General Lab Information

Cloud Processes and Measurement

The Cloud Processes and Measurement Group investigates clouds and the processes that affect them and that they affect, and how to represent these processes in models over the range of relevant scales.

Earth’s climate system involves multiple physical processes that act over a wide range of both temporal and spatial scales ranging from microphysics at the level of individual cloud droplets to macrophysics such as cloud systems at regional and global scales. We use multi-scale modeling and observational analyses to investigate the processes essential to clouds, precipitation, land-atmosphere interactions, and urban impacts; by developing parameterizations of these processes for large scale models; and by evaluating the impacts of these processes with regional and global climate models. It also designs and participates in field campaigns, develops new tools: instruments, techniques, and models – to measure, analysis, synthesize, and parameterize data collected during these campaigns.

graph showing the interrelation of various cloud process models

Illustration of various models used to address multiscale challenges of Earth's climate system.

Research Goals

The group aims to improve process-level understanding of microphysical and dynamical processes that impact the lifecycle of clouds (such as entrainment) to improve their representation in climate models to enable us to better understand and project global change.

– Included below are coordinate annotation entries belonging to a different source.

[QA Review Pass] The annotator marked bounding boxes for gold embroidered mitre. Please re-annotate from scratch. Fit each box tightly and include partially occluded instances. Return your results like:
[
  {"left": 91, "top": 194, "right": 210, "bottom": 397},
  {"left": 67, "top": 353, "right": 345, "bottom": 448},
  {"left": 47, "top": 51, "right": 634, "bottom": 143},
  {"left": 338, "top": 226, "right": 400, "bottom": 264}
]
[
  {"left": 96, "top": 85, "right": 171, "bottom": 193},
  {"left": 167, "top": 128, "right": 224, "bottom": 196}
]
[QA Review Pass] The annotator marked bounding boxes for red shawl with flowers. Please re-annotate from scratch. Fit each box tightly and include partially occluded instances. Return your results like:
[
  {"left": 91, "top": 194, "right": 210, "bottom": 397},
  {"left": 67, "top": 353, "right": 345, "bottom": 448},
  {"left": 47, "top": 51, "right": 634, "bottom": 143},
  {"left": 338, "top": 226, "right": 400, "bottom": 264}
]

We also apply our expertise to address energy needs such as solar energy forecasts and quantification of storm impacts on utility outages for improvement of grid resiliency and restoration.

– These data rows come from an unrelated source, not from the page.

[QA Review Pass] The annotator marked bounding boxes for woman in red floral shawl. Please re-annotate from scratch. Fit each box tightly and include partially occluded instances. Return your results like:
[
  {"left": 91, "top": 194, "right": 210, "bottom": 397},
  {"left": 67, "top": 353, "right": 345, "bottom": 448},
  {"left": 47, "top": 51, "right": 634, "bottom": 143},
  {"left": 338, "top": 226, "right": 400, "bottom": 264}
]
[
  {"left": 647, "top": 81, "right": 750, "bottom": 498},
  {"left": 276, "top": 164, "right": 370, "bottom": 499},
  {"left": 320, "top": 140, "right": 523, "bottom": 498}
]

We attempt to improve our understanding of cloud processes through our Advanced TArgeted Cloud Science (ATACS) approach, where development of analyses using observations are guided by theory to target unknown factors in critical processes.We develop novel multi-sensor analyses and retrieval techniques, particularly those using cloud and precipitation radars, Doppler spectra, polarimetry, and multiple frequencies. We also employ advanced computational methods, including signal processing, artificial neural networks, linear programming, machine learning (ML), artificial intelligence (AI), and applicatons using Graphics Processing Unit (GPU) arrays.

Capabilities

  • Designing field campaigns to target processes essential to understanding clouds and precipitation
  • Advanced radar detection and retrieval techniques, especially those using cloud radar Doppler spectra
  • Developing advanced analysis techniques
  • Developing parameterizations for important processes such as drizzle onset and drizzle rate
  • Measuring and modeling deep convection and entrainment
  • Retrievals of mixed-phase clouds
  • Quantification of radiative impacts of mixed-phased clouds on Arctic energy budget
  • Development of advanced products such as the ARSCL, micro-ARSCL, Merged Sounding, and MICROBASE VAPS (value-added products) from multiple instruments
  • Large-eddy simulation (LES) modeling
  • Single-column modeling (SCM)
  • Regional and Global Climate modeling
  • Integration of modeling over a range of scales

About Us

The Environmental Science and Technologies Department advances societal well-being, national security, economic resilience, and technological innovation by developing insight into critical atmospheric processes and phenomena. This is achieved through atmospheric and environmental observing activities, laboratory research and data analysis, and the application and advancement of numerical prediction tools. Our work facilitates learning in cloud, aerosol, and precipitation science, atmospheric dynamics, numerical techniques and modeling capabilities, data management, and meteorological services — strengthening infrastructure, supporting decision-making, and driving advancements in atmospheric prediction and analysis.